6 Surprising Things That Can Influence Your Dreams
By Aatif Zubair, Delhi Technological University, India
What goes into creating dreams is a subject of great interest to almost everyone—including scientists. Here are some things which they've discovered can influence what happens after you close your eyes.
1. Sleeping on your belly gives you erotic dreams
People who sleep on their fronts are way more likely to have erotic dreams compared to those who go to sleep in other positions. According to a study, people who sleep on their tummy tend to get short of breath at night, and because of that, they often get dreams of wild sex. The people who sleep in such a position often experience racier dreams, like those involving being “tied up” or “locked up.” Another interesting fact to note is that most people who have experienced such dreams report that they also often involve a really famous personality.
2. Nightmares can be Shared/Genes influence your nightmares
Identical twins may usually have the same interests and habits, but scientists have discovered that their genetic basis is much stronger than anyone can imagine. It’s so strong that they can even experience nightmares on almost the same frequency. In a large study that involved nearly 2700 identical twins and 4200 non-identical twins, scientists found that identical twins are twice as likely to have the trait of having frequent nightmares as fraternal twins, which is both awesome and slightly creepy.
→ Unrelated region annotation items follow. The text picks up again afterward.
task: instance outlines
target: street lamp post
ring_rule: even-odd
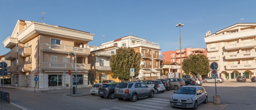
[[[69,56],[69,54],[70,55],[75,55],[75,95],[77,95],[77,75],[76,74],[76,53],[74,53],[73,51],[71,51],[69,53],[68,56]],[[73,66],[73,65],[72,65]],[[72,76],[71,76],[72,77]],[[72,83],[72,82],[71,82]]]
[[[180,54],[181,56],[181,78],[182,78],[182,65],[181,65],[182,60],[181,59],[181,26],[184,26],[184,24],[182,24],[181,23],[180,23],[179,24],[176,25],[176,27],[177,27],[178,26],[180,27]]]

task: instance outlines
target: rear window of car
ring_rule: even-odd
[[[127,83],[120,83],[116,85],[116,88],[126,88],[128,85],[128,84]]]

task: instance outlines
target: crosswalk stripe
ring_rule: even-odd
[[[121,108],[121,107],[112,107],[112,108],[114,108],[115,109],[119,109],[119,110],[133,110],[132,109],[126,109],[124,108]]]
[[[169,105],[163,104],[156,103],[150,103],[148,102],[140,101],[139,103],[144,103],[144,104],[148,104],[162,106],[170,106],[170,105]]]
[[[130,107],[130,108],[134,108],[137,109],[142,109],[142,110],[155,110],[155,109],[148,109],[148,108],[142,108],[142,107],[137,107],[133,106],[128,106],[128,105],[123,105],[123,106],[122,106],[125,107]]]
[[[144,105],[144,104],[133,104],[132,105],[136,105],[141,106],[147,107],[155,108],[159,109],[161,109],[163,108],[163,107],[157,107],[156,106],[150,106],[149,105]]]
[[[166,104],[170,104],[169,102],[163,101],[157,101],[157,100],[149,100],[148,101],[150,101],[155,102],[157,103],[166,103]]]

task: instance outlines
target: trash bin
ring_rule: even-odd
[[[220,105],[221,104],[221,96],[218,95],[214,95],[213,97],[213,104],[215,105]]]
[[[75,94],[75,87],[73,87],[73,94]]]

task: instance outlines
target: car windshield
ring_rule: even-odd
[[[176,94],[196,94],[196,88],[183,87],[180,88]]]
[[[128,84],[127,83],[120,83],[118,84],[116,88],[126,88]]]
3. Earth’s magnetic field triggers weird dreams
It's possible that the Earth’s magnetic field has a profound effect on dreams in people. Psychologist Darren Lipnicki has been recording his dreams for over eight years and concluded that low geomagnetic activity caused weirder dreams, but when the geomagnetic activity was high, the dreams got more normal and sensible. His findings are strictly anecdotal but have provided the impetus for further controlled studies.
4. Black and white television gives you black and white dreams
Trying to think of a world in black and white might sound impossible, but some people actually do so in their dreams. A study published in 2008 by psychology student Eva Murzyn at the University of Dundee has shown that the type of television you watched as a child has a profound effect on the color of your dreams. Murzyn found that her respondents aged 55 and over had colorless dreams 20 percent of the time, leading her to believe that children who were exposed to black-and-white film and TV from ages three to 10 are more likely to dream in greyscale throughout their life. Other studies have shown that since the 1960s, 83 percent of the population dreams in color, a timeline that coincides with the advent of color TV—so it is possible that media has as much influence on our subconsciousness as life experience.
5. Different Cheeses affect your dreams
This might be a bit hard to digest, but a study has found out that different types of cheeses can affect your dreams. All cheeses contain an amino acid called tryptophan, which is helpful in normalizing sleep and reducing stress levels. A 2005 study conducted by the British Cheese Board discovered that the subjects who normally ate cheddar cheese dreamt more about celebrities; the people who ate Blue cheese (Blue Stilton) experienced bizarre dreams. Cheshire gave the best night's sleep, but it caused dreamlessness. The people who ate Red Lancashire had nostalgic dreams about their families and childhood and the ones who ate Blue Lancashire dreamt mostly about their work.
6. What you hear and smell influences your dreams
Our mind interprets the noise occurring around us while we’re asleep, and makes it a part of our dreams. This means that sometimes in our dreams we hear a sound from reality which is incorporated it a way that makes sense to our subconscious. For example, you may be dreaming that you are in a concert while your brother is playing a guitar during your sleep. In one study, researchers found that there was a significant difference between the dreams of the people who heard no music and the people who did. The ones who did hear reported that they had heard music in their dreams.
Even smells have an influence on dreams. Similar to noise, our brain interprets smells as a signal and incorporates it in dreams. For example, the scent of rose gave people pleasant dreams while the scent of rotten eggs gave weird dreams to people.